Les bureaucraties syndicales sont actuellement engagées à limiter
des dégâts. Ils revendiquent, pour sauver la face, qu’une expertise
psychosociale indépendante soit faite pour « mettre en lumière les causes
du mal vivre au Technocentre ». Les autres travailleurs de Renault ne sont
même pas concernés par cette revendication, et il n’est même pas question
d’améliorations fondamentales des conditions de travail.
La détresse de ces travailleurs, quoi qu’en disent la
direction et les syndicats, est en fait la conséquence d’une guerre
commerciale à laquelle se livrent les groupes internationaux sur le dos de la
classe ouvrière internationale pour accaparer des parts du marché mondial.
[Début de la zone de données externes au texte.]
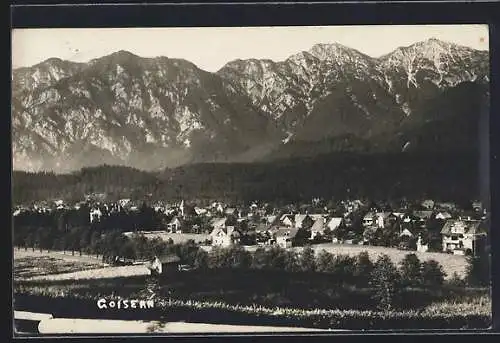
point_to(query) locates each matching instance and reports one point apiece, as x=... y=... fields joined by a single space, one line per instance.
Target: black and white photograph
x=228 y=180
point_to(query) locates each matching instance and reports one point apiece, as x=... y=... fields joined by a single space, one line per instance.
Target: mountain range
x=152 y=113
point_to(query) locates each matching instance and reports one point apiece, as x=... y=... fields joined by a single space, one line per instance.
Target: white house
x=382 y=219
x=287 y=220
x=422 y=247
x=95 y=214
x=175 y=226
x=334 y=223
x=318 y=227
x=225 y=237
x=285 y=237
x=443 y=215
x=218 y=223
x=461 y=235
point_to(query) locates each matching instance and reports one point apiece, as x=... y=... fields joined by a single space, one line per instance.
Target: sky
x=211 y=48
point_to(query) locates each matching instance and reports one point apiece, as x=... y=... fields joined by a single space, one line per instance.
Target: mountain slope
x=150 y=113
x=120 y=108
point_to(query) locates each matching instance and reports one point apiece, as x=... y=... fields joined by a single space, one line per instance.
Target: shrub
x=410 y=269
x=364 y=268
x=386 y=283
x=307 y=260
x=478 y=270
x=433 y=274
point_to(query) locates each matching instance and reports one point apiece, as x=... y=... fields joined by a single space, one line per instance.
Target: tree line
x=356 y=175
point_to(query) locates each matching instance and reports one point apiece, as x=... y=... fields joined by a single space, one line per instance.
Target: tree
x=307 y=260
x=201 y=260
x=385 y=283
x=239 y=257
x=291 y=261
x=344 y=268
x=259 y=259
x=324 y=262
x=478 y=270
x=29 y=241
x=432 y=273
x=410 y=269
x=364 y=268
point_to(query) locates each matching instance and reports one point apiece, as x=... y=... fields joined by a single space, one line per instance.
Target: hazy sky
x=211 y=48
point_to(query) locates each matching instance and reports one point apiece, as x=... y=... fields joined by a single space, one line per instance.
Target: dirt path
x=94 y=326
x=68 y=256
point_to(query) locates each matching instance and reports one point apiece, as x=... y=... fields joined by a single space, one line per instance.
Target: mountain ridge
x=157 y=112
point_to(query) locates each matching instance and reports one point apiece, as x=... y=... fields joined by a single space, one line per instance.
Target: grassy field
x=35 y=264
x=55 y=265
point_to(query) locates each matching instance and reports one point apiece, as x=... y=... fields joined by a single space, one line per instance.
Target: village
x=425 y=226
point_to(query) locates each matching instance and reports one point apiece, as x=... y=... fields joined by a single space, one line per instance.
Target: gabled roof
x=319 y=225
x=369 y=215
x=228 y=231
x=334 y=222
x=262 y=227
x=383 y=214
x=287 y=232
x=216 y=222
x=443 y=214
x=468 y=226
x=422 y=214
x=406 y=232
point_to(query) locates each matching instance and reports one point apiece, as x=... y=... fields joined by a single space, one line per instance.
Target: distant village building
x=285 y=237
x=95 y=214
x=443 y=215
x=165 y=264
x=318 y=228
x=334 y=223
x=428 y=204
x=175 y=225
x=422 y=247
x=461 y=236
x=225 y=236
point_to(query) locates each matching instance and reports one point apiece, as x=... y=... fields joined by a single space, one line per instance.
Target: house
x=285 y=237
x=448 y=206
x=428 y=204
x=406 y=233
x=334 y=223
x=287 y=220
x=443 y=215
x=368 y=219
x=421 y=217
x=262 y=228
x=370 y=234
x=225 y=236
x=230 y=211
x=477 y=206
x=422 y=247
x=218 y=223
x=318 y=228
x=271 y=219
x=382 y=219
x=124 y=202
x=165 y=264
x=175 y=225
x=95 y=214
x=462 y=235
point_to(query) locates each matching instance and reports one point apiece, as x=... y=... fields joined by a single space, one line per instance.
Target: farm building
x=461 y=236
x=164 y=264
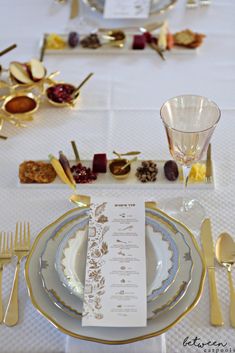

La logique de la situation est brutale. Le Financial Times
l’a ainsi résumée : « Bien qu’il ne soit pas possible
d’établir un lien direct entre ces tragédies et la pression au travail,
les syndicats ont inévitablement remis en question la gestion plus dure
introduite par Carlos Ghosn depuis que ce réducteur des coûts a pris les
commandes il y a deux ans. Il y a bien eu un changement de culture chez Renault
depuis l’arrivée de M. Ghosn. Mais il y a aussi le fait que les temps ont
changé et que Renault a besoin de devenir plus compétitif. » Autrement
dit, les choses ne vont pas s’arranger, bien au contraire.